Prenons le blé comme exemple : Nos lointains ancêtres en mangeaient-ils sous forme de pain ? probablement, si nous ne remontons pas trop loin dans l’histoire. Cela suffit-il pour affirmer que ce dernier est bon pour nous ? Bien sûr… que non ! le blé « naturel », ou « originel », a disparu de notre table. Nous y trouvons maintenant un blé « bidouillé », hybridé, modifié génétiquement par croisements successifs. Or les gènes du vivant contiennent toutes les informations, semblable a une recette de cuisine, pour fabriquer toutes les protéines dont notre corps a besoin.
En modifiant le patrimoine génétique du blé, nous modifiions de fait les protéines qui le constitue. Ces nouvelles protéines ne sont pas reconnues par nos vieilles enzymes (évolution Darwinienne ancienne/évolution culturelle récente), ne seront pas dégradées correctement dans notre intestin, provoquant les premiers troubles, et ne seront pas utilisées de manières optimales pour celles qui arriveront a passer la barrière intestinale, lorsqu’elles se retrouveront dans le sang. Provoquant a leur tour tout une série d’autres troubles.
Je ne voudrais pas surcharger mon commentaire, mais il en est de même pour d’autres aliments que nous consommons quotidiennement, et les troubles que cela entraîne sont extrêmement nombreux et courants dans l’ensemble de la population.

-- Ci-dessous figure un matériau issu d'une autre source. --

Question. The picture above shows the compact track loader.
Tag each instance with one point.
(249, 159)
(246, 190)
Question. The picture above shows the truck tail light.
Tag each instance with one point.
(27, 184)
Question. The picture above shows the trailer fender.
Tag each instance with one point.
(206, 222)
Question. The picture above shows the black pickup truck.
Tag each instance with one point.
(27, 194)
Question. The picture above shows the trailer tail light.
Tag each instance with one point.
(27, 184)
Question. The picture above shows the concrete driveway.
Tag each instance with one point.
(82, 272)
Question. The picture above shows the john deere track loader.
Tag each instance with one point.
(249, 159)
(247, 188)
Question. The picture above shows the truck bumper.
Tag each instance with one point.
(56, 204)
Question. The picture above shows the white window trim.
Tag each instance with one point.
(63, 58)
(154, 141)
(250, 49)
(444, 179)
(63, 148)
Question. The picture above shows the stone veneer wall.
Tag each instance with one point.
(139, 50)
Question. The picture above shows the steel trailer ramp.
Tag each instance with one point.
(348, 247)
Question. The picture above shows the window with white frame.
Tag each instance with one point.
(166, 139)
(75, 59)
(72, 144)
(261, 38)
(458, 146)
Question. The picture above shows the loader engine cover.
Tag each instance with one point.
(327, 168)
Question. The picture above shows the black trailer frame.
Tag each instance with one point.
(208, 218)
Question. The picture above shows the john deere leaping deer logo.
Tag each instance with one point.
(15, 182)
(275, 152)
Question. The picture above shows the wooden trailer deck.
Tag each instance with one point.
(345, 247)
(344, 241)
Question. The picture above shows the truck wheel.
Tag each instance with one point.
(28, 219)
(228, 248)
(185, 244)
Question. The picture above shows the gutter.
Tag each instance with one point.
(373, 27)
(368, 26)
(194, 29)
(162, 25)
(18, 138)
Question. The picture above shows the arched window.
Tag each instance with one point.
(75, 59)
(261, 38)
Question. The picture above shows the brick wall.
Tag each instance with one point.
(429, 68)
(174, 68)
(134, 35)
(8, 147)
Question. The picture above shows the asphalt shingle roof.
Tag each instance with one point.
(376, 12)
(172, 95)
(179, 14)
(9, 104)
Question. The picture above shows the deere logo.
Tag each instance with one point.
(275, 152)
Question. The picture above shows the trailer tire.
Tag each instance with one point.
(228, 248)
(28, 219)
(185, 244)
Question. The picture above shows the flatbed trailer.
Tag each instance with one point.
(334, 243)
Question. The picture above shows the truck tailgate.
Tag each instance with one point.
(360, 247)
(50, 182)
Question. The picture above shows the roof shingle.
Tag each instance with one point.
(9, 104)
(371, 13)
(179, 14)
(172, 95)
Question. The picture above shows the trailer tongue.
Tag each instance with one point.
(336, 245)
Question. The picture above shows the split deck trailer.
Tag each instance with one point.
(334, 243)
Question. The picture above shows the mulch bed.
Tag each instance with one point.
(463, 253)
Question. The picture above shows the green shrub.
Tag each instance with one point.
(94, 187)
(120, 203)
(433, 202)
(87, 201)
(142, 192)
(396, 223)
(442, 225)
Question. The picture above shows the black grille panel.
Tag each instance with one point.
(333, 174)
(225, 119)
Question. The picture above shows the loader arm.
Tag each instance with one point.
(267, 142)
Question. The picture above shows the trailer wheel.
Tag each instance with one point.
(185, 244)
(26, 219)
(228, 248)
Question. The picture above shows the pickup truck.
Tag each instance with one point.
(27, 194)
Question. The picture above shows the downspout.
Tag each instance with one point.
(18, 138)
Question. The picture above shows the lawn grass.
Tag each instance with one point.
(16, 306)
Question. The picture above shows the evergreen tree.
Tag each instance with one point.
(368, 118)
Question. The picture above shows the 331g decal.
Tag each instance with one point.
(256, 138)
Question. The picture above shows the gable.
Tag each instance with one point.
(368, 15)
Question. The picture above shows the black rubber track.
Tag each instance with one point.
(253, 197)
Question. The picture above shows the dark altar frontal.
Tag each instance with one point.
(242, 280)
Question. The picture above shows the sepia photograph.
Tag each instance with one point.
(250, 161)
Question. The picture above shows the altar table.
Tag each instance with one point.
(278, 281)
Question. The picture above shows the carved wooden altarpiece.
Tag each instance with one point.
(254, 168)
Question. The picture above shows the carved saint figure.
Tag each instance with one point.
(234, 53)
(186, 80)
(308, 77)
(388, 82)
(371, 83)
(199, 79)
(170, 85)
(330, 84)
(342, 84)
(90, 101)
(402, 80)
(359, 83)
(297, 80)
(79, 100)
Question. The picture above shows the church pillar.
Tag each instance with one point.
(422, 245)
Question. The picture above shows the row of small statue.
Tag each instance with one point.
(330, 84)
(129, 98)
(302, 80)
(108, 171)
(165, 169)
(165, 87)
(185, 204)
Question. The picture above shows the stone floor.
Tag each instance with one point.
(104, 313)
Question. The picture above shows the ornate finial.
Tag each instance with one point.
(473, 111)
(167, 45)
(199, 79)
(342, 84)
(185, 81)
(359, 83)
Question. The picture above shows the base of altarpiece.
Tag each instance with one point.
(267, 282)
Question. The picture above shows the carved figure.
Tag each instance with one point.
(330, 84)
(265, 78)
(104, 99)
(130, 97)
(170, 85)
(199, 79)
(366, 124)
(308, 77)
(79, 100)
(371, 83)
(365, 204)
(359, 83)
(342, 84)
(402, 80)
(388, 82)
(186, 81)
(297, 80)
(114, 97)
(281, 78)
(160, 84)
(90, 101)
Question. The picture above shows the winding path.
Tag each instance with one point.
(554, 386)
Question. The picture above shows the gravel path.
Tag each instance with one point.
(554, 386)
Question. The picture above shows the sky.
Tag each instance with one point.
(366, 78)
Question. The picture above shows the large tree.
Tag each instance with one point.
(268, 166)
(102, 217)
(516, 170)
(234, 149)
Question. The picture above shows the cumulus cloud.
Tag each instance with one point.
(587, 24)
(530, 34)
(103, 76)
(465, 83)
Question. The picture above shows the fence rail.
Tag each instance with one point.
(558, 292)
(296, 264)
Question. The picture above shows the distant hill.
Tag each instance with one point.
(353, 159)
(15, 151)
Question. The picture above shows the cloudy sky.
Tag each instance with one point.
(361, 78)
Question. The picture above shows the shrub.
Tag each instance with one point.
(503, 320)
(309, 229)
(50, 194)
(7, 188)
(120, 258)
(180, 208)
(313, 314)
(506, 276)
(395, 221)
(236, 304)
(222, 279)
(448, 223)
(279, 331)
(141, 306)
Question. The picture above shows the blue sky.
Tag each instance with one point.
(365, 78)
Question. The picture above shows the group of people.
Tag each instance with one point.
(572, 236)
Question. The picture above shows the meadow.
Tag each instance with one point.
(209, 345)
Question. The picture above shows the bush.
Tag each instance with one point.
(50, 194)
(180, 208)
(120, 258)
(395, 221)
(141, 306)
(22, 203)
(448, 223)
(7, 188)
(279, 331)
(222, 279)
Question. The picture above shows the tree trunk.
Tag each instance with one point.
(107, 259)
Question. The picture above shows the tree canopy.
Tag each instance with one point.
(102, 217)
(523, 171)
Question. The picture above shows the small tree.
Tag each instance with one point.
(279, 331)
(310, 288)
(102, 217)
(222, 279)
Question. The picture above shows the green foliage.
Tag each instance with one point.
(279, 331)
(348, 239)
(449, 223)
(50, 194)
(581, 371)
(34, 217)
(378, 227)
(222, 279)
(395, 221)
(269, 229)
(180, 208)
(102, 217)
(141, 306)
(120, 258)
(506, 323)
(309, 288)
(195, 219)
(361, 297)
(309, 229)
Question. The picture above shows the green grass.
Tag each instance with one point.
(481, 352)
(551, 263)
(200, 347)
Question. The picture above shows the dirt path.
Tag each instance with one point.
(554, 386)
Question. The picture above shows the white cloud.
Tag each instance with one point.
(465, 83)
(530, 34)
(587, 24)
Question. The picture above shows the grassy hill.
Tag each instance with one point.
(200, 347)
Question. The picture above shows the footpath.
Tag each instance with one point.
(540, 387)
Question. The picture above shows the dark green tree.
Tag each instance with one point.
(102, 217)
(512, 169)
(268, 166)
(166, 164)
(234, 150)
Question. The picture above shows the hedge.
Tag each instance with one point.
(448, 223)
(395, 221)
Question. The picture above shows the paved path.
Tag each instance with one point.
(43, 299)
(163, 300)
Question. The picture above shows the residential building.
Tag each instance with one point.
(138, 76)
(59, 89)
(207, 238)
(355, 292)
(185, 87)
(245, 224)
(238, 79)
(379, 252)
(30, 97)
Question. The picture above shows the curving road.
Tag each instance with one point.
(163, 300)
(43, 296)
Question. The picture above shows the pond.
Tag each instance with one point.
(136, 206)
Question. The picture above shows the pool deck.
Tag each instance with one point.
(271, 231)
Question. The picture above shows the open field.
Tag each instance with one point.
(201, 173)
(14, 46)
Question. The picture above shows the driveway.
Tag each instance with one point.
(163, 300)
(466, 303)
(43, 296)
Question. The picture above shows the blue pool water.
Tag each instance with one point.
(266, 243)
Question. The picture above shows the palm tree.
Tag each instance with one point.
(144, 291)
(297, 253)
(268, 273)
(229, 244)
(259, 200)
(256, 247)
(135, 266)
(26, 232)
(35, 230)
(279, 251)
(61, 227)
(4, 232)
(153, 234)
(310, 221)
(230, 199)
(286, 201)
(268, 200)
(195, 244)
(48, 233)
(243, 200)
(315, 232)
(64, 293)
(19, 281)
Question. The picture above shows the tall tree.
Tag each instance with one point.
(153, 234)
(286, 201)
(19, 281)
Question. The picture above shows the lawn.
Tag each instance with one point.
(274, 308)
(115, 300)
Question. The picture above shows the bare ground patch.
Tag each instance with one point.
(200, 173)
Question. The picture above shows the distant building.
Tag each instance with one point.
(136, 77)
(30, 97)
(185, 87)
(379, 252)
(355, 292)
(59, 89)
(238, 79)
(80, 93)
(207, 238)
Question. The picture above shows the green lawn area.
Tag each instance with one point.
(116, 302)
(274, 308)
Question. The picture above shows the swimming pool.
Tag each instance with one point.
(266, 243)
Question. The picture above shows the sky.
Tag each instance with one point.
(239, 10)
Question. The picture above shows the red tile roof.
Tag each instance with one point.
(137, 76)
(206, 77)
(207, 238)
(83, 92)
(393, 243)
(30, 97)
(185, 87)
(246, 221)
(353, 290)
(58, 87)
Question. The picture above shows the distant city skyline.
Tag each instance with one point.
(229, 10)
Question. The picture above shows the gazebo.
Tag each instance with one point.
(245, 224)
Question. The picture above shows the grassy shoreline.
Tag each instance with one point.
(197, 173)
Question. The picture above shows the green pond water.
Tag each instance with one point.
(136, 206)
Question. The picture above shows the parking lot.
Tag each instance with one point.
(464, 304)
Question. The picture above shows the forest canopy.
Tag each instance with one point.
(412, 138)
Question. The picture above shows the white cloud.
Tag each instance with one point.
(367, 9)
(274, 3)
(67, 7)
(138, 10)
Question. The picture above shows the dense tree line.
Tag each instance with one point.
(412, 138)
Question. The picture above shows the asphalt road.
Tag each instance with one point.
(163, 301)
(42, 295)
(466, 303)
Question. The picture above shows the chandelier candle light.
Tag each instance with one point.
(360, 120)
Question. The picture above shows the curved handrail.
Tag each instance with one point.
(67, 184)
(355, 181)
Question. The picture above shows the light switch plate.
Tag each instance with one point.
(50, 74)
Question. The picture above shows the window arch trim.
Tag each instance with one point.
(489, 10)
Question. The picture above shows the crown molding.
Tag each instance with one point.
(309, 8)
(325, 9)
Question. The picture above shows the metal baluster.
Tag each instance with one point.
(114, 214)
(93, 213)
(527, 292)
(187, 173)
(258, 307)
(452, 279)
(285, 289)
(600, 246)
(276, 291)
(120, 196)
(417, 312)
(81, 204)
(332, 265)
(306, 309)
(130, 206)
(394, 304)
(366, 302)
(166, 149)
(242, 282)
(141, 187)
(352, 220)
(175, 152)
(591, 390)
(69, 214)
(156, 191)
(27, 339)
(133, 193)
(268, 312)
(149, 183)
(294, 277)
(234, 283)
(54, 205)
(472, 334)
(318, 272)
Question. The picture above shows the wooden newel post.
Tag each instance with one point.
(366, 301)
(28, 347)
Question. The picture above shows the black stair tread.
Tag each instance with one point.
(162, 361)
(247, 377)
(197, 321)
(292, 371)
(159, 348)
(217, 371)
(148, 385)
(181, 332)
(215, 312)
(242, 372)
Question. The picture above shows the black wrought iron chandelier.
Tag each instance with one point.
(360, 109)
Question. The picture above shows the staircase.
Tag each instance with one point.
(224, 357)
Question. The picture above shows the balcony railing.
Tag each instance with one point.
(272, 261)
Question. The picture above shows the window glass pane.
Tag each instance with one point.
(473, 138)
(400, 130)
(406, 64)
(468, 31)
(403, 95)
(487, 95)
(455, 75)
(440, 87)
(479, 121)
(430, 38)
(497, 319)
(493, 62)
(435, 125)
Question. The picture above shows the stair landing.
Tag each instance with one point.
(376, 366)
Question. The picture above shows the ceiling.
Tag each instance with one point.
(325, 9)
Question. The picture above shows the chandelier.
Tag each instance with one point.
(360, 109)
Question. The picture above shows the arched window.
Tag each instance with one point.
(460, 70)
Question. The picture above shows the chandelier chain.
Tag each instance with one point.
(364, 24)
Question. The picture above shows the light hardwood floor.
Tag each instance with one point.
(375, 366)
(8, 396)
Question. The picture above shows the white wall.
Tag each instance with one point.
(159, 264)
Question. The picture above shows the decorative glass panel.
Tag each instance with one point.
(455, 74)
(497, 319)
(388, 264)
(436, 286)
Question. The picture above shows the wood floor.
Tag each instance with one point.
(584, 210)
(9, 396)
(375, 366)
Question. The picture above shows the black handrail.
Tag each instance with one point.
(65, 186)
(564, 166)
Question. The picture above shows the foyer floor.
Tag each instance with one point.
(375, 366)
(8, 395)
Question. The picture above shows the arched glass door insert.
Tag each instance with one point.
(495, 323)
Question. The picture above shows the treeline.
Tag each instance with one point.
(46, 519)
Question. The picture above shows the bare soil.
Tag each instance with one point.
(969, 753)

Comme tout problème mal posé au départ, les réponses en retour ne le solutionneront pas. A vouloir trop simplifier lorsqu’un problème complexe se présente, et l’alimentation en est un, les erreurs sont légions.
Informons-nous, croisons les sources, sans idéologie aucune, prenons le temps du doute et de la réflexion avant d’en tirer une conclusion, et restons ouvert a tous travaux permettant d’avancer un peu plus vers la compréhension large du problème de départ. Il t a de nombreux livres, documents, vidéos pour s’informer correctement, il faut juste y consacrer beaucoup de temps…
Je vous souhaite une bonne journée, et un bon appétit !
Merci mille fois pour ce superbe article!